Indeed the HMM computations are not done. Do you have any idea why this might be?

``
[SHAPEIT5] Phase_rare (phase rare variants onto a haplotype scaffold)

Files:

  • Unphased data : [split.chr18.vcf.gz]
  • Scaffold data : [chr18.ref.common.phased.vcf.gz]
  • Output data : [chr18_11000001_12000000.vcf.gz]

Parameters:

  • Seed : 15052011
  • Threads : 8 threads
  • PBWT : [depth = 2,2 / modulo = 0.1 / mac = 2 / mdr = 0.3]
  • HMM : [Ne = 15000 / Constant recombination rate of 1cM per Mb]

Parsing specified genomic regions

  • Scaffold region [chr18:10500001-12500000]
  • Input region [chr18:11000001-12000000]

Reading genotype data

  • BCF scanning ...
    [W::hts_idx_load3] The index file is older than the data file: split.chr18.vcf.gz.tbi
    [W::hts_idx_load3] The index file is older than the data file: chr18.ref.common.phased.vcf.gz.tbi
  • BCF scanning (35.15s)
    • Variant sites: [#scaffold=37997 | #rare=13362 | #all=51359]
    • 21696 rare variants in buffer regions excluded
    • 13362 variants found in both files [priority to scaffold]
    • 5265 multi-allelic variants excluded
  • HAP allocation [#scaffold=13362 / #samples=1842] (0.00s)
  • Genotype set allocation [#rare=37997 / #samples=1842] (0.00s)
  • BCF parsing ...
  • BCF parsing [100%]
  • Plain VCF/BCF parsing (36.04s)
    • Scaffold : [0/0=23191904 0/1=821979 1/1=598921]
    • Rare : [0/0=65436271 0/1=1925356 1/1=1326764 ./.=1302083]

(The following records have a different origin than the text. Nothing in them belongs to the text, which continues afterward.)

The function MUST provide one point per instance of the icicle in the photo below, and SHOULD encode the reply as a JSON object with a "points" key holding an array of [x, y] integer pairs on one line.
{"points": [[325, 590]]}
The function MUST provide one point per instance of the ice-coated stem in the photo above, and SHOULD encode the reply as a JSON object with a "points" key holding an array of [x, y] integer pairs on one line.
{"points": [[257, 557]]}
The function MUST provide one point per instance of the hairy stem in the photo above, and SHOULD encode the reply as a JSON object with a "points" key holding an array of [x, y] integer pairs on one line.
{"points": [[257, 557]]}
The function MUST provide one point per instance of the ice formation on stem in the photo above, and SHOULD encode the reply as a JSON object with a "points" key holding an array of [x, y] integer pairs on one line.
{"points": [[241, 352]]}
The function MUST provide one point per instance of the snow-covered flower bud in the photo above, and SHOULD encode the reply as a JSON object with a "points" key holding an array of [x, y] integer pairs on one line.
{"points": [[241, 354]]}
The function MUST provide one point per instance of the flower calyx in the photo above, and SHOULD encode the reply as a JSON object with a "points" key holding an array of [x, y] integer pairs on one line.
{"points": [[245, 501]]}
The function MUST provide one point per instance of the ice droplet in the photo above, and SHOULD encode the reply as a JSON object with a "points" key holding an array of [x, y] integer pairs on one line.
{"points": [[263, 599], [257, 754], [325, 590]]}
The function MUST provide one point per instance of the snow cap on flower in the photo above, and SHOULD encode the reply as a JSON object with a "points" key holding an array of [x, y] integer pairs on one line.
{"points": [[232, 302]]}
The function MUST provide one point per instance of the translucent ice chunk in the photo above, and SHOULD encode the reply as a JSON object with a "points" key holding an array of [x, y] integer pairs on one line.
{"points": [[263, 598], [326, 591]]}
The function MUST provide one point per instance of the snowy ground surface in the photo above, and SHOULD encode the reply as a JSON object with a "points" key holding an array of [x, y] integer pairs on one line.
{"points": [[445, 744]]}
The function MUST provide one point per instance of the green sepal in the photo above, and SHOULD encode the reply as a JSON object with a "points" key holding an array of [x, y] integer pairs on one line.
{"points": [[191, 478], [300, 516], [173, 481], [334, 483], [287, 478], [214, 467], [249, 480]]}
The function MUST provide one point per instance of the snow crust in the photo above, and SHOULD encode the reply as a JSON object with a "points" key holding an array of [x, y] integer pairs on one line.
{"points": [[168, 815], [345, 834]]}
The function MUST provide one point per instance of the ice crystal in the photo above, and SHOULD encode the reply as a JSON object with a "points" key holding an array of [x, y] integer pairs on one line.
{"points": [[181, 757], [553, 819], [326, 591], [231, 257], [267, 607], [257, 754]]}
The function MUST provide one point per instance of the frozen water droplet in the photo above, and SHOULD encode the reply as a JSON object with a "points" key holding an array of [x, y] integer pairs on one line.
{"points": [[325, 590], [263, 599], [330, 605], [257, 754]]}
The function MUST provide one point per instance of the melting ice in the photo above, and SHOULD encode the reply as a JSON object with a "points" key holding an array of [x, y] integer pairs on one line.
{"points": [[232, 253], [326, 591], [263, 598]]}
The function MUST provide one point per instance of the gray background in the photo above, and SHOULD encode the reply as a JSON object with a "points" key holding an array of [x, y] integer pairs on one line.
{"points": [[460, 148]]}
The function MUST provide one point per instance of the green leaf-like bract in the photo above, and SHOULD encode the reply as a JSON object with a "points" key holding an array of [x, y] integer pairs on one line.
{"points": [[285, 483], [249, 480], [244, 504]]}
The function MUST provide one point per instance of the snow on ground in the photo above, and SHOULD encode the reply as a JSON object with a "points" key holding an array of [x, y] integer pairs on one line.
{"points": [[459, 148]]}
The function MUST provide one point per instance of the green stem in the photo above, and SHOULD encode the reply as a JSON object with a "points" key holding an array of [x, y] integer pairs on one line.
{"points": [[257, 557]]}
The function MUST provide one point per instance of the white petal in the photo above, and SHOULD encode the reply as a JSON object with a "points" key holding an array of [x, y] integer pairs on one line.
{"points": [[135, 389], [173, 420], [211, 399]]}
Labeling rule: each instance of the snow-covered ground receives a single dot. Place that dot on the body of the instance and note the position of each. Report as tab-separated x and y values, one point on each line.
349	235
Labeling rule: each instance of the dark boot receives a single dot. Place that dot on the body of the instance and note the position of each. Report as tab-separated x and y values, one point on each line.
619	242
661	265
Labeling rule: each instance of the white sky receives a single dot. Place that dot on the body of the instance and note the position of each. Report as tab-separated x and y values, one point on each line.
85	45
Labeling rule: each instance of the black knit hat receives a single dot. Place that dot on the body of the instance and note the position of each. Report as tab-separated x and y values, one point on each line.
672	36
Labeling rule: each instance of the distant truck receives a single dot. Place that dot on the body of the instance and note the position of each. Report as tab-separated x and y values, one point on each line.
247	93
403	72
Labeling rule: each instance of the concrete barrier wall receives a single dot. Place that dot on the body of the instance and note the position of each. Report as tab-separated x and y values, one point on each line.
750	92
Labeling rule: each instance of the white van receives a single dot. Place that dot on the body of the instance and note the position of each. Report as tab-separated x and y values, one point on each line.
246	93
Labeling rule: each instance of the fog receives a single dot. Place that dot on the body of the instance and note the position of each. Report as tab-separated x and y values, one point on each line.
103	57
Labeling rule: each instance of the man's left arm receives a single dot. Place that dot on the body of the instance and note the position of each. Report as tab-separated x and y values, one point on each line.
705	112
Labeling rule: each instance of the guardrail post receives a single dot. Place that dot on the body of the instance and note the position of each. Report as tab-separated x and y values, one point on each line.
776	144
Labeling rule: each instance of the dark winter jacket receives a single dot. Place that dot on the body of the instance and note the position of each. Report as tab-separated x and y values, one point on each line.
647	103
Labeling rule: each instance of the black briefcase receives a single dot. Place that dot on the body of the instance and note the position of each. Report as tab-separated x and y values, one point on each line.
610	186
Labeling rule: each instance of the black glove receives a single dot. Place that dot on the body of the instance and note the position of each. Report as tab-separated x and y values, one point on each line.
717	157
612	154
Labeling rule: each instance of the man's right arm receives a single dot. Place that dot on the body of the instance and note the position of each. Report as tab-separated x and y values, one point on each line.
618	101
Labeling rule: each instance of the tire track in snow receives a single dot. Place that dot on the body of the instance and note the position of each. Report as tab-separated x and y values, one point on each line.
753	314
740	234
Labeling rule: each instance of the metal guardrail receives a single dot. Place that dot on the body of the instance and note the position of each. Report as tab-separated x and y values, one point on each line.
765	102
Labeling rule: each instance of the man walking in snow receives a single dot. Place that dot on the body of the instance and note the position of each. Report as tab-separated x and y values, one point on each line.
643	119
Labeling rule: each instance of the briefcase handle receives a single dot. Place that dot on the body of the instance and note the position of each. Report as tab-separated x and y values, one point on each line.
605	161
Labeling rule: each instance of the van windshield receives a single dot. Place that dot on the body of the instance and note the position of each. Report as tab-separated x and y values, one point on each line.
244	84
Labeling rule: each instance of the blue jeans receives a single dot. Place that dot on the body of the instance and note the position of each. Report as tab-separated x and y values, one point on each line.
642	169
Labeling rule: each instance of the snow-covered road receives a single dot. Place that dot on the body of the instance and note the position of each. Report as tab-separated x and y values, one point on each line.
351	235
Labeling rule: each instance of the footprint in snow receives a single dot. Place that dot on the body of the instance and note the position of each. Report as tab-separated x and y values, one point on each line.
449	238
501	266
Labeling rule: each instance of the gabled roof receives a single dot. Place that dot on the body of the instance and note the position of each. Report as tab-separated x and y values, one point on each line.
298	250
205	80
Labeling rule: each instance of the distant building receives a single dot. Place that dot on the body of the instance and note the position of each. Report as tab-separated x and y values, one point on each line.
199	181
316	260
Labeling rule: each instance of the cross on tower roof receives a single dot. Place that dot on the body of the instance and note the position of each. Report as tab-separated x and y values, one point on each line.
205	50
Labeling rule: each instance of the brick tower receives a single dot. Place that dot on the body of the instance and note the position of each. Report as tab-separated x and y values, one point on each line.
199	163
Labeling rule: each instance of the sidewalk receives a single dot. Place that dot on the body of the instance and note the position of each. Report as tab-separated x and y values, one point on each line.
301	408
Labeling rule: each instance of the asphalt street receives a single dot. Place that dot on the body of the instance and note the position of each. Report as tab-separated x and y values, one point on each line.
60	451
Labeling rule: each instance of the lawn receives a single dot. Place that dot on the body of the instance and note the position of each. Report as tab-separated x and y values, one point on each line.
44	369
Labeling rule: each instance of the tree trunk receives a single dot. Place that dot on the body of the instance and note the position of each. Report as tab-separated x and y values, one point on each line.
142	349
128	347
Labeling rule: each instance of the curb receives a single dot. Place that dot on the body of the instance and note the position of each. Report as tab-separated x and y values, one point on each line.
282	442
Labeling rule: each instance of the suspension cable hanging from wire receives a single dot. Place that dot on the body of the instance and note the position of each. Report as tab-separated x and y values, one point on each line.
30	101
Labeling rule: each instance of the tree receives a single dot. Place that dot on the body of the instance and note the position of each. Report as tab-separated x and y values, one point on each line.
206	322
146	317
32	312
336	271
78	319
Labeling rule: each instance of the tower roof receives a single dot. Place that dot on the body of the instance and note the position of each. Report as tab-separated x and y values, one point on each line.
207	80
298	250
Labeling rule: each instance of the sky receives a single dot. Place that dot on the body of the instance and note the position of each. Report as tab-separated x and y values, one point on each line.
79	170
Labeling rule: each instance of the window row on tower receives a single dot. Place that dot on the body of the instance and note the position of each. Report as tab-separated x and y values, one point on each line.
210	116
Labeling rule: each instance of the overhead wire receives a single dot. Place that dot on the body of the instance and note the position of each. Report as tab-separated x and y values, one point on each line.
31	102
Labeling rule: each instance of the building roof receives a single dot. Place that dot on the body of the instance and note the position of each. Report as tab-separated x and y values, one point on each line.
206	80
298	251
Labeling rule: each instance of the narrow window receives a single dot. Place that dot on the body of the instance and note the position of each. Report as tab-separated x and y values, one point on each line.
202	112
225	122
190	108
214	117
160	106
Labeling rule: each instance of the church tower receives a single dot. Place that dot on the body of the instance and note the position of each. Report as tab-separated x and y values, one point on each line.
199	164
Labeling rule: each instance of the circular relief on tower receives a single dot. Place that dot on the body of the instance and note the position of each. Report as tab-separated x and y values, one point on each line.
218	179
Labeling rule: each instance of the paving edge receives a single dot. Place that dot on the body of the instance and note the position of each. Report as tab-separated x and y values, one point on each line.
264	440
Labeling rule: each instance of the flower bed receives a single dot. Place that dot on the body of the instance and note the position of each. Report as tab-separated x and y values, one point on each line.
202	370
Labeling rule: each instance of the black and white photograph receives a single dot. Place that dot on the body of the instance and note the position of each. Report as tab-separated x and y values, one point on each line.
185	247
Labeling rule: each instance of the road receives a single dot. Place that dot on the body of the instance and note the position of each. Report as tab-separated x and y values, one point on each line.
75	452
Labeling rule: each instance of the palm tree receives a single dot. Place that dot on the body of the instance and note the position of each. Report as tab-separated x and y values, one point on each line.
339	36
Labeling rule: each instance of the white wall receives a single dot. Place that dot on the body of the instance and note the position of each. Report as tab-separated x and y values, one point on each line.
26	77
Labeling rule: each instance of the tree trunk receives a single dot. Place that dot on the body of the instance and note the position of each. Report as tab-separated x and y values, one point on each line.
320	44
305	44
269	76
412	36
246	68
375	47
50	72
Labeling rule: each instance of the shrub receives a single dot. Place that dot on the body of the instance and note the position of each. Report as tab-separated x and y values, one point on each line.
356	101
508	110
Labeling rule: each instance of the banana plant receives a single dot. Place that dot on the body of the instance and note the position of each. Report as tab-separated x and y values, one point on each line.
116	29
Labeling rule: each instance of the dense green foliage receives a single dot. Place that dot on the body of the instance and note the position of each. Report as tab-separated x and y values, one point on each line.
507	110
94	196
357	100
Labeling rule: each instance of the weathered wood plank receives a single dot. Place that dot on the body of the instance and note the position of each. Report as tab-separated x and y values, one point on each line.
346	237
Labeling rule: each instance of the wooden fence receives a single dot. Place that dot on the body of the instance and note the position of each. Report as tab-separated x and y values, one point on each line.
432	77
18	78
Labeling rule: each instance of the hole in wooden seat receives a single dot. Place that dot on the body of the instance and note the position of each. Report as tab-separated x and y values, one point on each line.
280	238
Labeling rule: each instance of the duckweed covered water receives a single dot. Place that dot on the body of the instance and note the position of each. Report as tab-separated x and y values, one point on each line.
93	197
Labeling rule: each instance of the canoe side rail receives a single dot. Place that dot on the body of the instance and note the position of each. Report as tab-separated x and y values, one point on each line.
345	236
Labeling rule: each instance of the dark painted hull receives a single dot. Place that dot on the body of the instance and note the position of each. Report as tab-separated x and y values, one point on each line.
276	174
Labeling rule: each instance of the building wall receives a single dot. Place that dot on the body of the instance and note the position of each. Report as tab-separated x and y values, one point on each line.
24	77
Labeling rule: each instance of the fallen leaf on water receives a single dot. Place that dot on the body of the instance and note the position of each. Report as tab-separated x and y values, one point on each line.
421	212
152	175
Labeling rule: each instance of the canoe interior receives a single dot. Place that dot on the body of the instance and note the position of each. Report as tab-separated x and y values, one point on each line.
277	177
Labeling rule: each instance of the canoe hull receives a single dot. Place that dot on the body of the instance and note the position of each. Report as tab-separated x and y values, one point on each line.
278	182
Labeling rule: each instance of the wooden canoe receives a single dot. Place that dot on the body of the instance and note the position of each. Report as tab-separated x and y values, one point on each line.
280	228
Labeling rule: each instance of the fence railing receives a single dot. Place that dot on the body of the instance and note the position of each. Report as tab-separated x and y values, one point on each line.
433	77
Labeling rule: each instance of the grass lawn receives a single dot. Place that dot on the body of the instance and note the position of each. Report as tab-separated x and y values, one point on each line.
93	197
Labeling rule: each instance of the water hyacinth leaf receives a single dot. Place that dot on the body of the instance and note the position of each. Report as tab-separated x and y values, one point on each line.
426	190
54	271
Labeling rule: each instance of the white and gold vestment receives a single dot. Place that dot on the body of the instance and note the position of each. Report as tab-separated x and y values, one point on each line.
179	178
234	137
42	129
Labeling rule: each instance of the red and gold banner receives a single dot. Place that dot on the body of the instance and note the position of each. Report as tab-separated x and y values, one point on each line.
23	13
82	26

Initializing sparse genotypes

  • 0 missing genotypes imputed at monomorphic sites
  • Genotype set transpose V2I (0.05s)

Setting up genetic map

  • Region length [1499962 bp / 1.5 cM (assuming 1cM per Mb)]
  • HMM parameters [Ne=15000 / Error=0.0001]
  • V2H transpose (0.03s)

PBWT pass

  • PBWT initialization [#eval=10283 / #select=6] (0.00s)

  • IBD2 constraints [100%]

  • IBD2 constraints [#inds=0 / #pairs=0] (0.42s)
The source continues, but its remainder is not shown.